Steamboat Springs A 30-year-old Walden man who hit his head while riding the Alpine Slide in Steamboat Springs is in fair condition at Denver Health Medical Center, said Johanna Ladis, a hospital spokeswoman.
Joe Spike Meyring was taken to Yampa Valley Medical Center at 3:15 p.m. last Friday with a closed head injury and a skull fracture and was then transferred to Denver, said Christine McKelvie, Yampa Valley Medical Center spokeswoman.
Meyring was injured when his plastic sliding cart tipped over near the top of the course, causing him to hit his head on the track, said Rick DeVos, director of the Steamboat Springs Winter Sports Club, which operates the Howler.
DeVos said that sort of accident is more likely to happen to larger men who might be riding down the course too quickly or leaning to far over an edge.
After the accident took place, workers examined the course and the cart Meyring was riding and DeVos said they didn't find any problems with the equipment.
The slide has been in operation since two summers ago. Last summer, people took an estimated 75,000 trips down the slide, DeVos said.
So far, rider injuries have been limited to minor scrapes and bruises, and DeVos said last Friday's incident was the first involving a serious head injury.
"We don't like to see anybody get scraped or anything," DeVos said.
"Our real goal on everything here is to continue to try to make this as safe as possible."
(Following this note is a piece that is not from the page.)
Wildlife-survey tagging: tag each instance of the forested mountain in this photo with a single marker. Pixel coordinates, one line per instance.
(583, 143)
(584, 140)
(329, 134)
This summer, more signs warning people to keep a moderate pace while going down the slide were put up and the plastic carts used on the slide were slowed down with new pad skids.
DeVos said additional safety measures are under consideration.
"We'll try to be looking at what else we can do to see if we can make any other adjustments," he said.
Although it's unlikely that speed was a major factor in Friday's accident that took place near the top of the course's hill, one of the best measures is for people not to race down the course as fast as they can.
"Something like (the slide) definitely comes with some risk," DeVos said.
"But it's rider-controlled you've got a break handle in your hand."